Weighing Scalaz vs Cats Scala Libraries for GeoTrellis

By Colin Woodbury on December 27th, 2017

Azavea’s GeoTrellis library has been developed using the Scala language. Scala provides some elements of both functional and object-oriented approaches to programming. We selected it because it provided support for the functional approach, but as a hybrid between the two approaches, the core language is sometimes frustrating, particularly for people that have experience with “pure” functional languages. Over the past few years, two libraries, Scalaz and Cats, have been developed to provide more purely functional abstractions to the language. The GeoTrellis team recently considered the question: Should we use Scalaz or Cats?

Scalaz versus Cats Scala Libraries

Scalaz and Cats are libraries which provide Functional Programming constructs for Scala.
The move to adopt one or the other stems from a desire to reduce boilerplate and simplify
our API using community-understood Functional Programming concepts.

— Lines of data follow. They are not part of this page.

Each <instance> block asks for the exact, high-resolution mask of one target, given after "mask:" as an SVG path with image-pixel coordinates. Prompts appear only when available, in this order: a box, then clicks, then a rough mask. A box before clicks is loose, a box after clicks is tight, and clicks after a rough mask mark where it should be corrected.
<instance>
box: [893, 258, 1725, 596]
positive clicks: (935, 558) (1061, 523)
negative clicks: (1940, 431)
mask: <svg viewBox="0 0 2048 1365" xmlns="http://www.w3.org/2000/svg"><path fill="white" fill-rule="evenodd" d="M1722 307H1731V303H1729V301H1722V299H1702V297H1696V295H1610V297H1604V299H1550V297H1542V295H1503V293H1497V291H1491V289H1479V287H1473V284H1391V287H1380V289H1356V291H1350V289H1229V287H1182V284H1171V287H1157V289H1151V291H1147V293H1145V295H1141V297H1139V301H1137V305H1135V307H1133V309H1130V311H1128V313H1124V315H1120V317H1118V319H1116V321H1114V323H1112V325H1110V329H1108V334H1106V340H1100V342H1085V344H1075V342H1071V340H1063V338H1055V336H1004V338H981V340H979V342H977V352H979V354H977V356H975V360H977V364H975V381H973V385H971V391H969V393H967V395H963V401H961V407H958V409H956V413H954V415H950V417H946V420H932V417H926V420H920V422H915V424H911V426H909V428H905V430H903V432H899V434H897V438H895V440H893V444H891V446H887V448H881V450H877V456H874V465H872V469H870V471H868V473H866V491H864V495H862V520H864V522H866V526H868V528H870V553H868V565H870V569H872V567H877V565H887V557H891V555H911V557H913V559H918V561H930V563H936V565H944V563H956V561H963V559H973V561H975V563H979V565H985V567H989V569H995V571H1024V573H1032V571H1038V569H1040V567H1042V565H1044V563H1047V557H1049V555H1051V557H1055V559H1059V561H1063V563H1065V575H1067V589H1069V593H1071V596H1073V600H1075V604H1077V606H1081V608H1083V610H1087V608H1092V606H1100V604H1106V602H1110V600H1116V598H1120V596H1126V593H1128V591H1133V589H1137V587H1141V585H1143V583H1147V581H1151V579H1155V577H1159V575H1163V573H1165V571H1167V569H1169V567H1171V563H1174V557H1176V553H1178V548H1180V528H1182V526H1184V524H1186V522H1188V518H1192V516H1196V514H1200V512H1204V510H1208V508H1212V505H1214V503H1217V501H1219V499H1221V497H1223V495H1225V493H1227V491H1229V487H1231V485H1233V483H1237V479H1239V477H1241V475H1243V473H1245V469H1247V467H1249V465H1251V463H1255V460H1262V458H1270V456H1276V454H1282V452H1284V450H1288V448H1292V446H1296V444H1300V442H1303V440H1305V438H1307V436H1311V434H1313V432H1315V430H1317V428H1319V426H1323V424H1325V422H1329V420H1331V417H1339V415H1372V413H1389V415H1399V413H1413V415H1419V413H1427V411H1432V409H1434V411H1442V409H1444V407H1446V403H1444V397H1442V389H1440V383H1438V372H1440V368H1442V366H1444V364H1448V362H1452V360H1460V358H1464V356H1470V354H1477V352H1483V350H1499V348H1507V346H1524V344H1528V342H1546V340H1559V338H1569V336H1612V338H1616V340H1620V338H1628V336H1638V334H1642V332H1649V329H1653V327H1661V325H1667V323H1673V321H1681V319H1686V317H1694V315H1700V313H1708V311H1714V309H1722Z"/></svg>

After a thorough research period that compared the two libraries in depth (something that
had apparently not been done before in the community), GeoTrellis has decided
to use the Cats library.

Below I’ll describe the reasons for our decision, and layout some recommendations
for usage should other Scala teams wish to tread a similar path.

1 The Decision

As the one who did the research, I got to know both libraries and both communities
fairly well. When it came down to my own vote, I was conflicted on which to choose.
The two libraries have similar APIs and comparable performance, and I found the
contributors to both libraries to be welcoming, hard-working, and intelligent.

I’ve seen where both libraries came from, where they are today, and where they’re going.
I have my own inner thoughts about the future of Functional Programming in Scala,
but as of today GeoTrellis is going with Cats for one major reason: Discoverability.

We could likely keep usage of Cats hidden in our internals, but more than likely
some of it will trickle up to the user-facing API. For instance, here is a new Layer
typeclass that we’re considering for GeoTrellis:

@typeclass trait Layer[F[_]] extends Functor[F[_]] {
  ...
}

Should a user investigate Layer in our Scaladocs, they would see Functor.
As the GeoTrellis authors, it’s then our responsibility to make sure that curious users
have immediate access to supplementary resources, should they want
to learn more. While both Scalaz and Cats have a wealth of learning materials,
we found that Cats has more approachable documentation “up front”.

Fortunately, even with things like Functor visible on top-level symbols, we’re
confident that the introduction of Cats and Simulacrum typeclasses will
greatly simplify GeoTrellis for both users and developers.

2 Usage Recommendations

2.1 Eq and Show

The typeclasses Eq and Show can supply immediate type safety guarantees
to Scala code. Eq exposes the type-safe equality operator ===:

scala> import cats.implicits._

scala> 1 === 1
res0: Boolean = true

scala> List(1,2,3) === List(2,3,4)
res1: Boolean = false

Unlike vanilla Scala’s ==, which can compare any two types for equality (even when
doing so is meaningless), Eq.=== will only compile if used on two values of the same
type. Enforcing this has two benefits:

Show exposes .show, a type-safe variant of .toString. While .toString
can be used on any type (even when doing so is meaningless), only types
for which stringification is meaningful have an instance of Show.
The benefit of this is primarily in avoiding subtle bugs.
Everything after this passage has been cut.